On November 27, 2011, the plaintiff allegedly was injured when he fell in an interior stairwell within the defendant's premises. On December 13, 2012, the plaintiff commenced this action against the defendant to recover damages for personal injuries. By order dated October 28, 2013, following a compliance conference, the plaintiff was directed, inter alia, to file a note of issue on or before April 11, 2014.
On April 10, 2014, the plaintiff filed a note of issue and certificate of readiness. However, by order dated June 10, 2015, the Supreme Court vacated the note of issue after it was reported that significant discovery remained outstanding, and the action was "restored to pre-note of issue status before the initially assigned IAS justice." However, the action was subsequently marked "disposed."

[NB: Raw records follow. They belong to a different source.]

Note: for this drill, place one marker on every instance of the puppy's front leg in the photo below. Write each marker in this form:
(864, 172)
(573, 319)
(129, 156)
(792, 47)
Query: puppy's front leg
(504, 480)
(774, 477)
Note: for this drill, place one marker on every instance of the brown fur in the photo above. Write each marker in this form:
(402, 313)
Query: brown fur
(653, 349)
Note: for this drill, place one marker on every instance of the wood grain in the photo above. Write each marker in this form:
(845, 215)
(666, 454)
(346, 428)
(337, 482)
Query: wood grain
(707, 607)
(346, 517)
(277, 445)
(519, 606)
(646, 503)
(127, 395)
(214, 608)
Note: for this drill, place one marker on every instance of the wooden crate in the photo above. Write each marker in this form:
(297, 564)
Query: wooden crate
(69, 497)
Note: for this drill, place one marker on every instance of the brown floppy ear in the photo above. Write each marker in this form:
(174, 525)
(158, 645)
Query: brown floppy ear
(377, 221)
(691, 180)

By notice of motion dated May 11, 2016, the plaintiff, represented by new counsel, moved to restore the action to active status, in effect, to vacate the "disposed" marking, and to extend his time to serve and file a note of issue. In an order entered September 15, 2016, the Supreme Court denied the motion, and the plaintiff appeals.

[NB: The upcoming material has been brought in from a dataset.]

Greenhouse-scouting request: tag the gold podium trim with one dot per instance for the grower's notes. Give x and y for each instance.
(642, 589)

The defendant erroneously characterizes the plaintiff's motion as seeking to reinstate the note of issue and restore the action to the trial calendar (see 22 NYCRR 202.21[f]). Rather, the plaintiff moved, inter alia, to restore the action to active status and, in effect, to vacate the "disposed" marking. In light of the Supreme Court's order dated June 10, 2015, vacating the note of issue and restoring the action to pre-note of issue status, the subsequent "disposed" marking was tantamount to a purge or mark off of a pre-note of issue case (see Khaolaead v Leisure Video, 18 AD3d 820, 821), which is not permitted (see Florexile-Victor v Douglas, 135 AD3d 903; Arroyo v Board of Educ. of City of N.Y., 110 AD3d 17, 19; Rakha v Pinnacle Bus Servs., 98 AD3d 657; Casavecchia v Mizrahi, 62 AD3d 741, 742; Lopez v Imperial Delivery Serv., 282 AD2d 190, 193-194). Therefore, those branches of the plaintiff's motion which were to restore the action to active status and, in effect, vacate the "disposed" marking should have been granted (see Khaolaead v Leisure Video, 18 AD3d at 821).
By restoring the action to pre-note of issue status, the order dated June 10, 2015, also, in effect, extended the plaintiff's time to file a note of issue. Accordingly, that branch of the plaintiff's motion which was to extend the time to serve and file the note of issue should have been denied as unnecessary.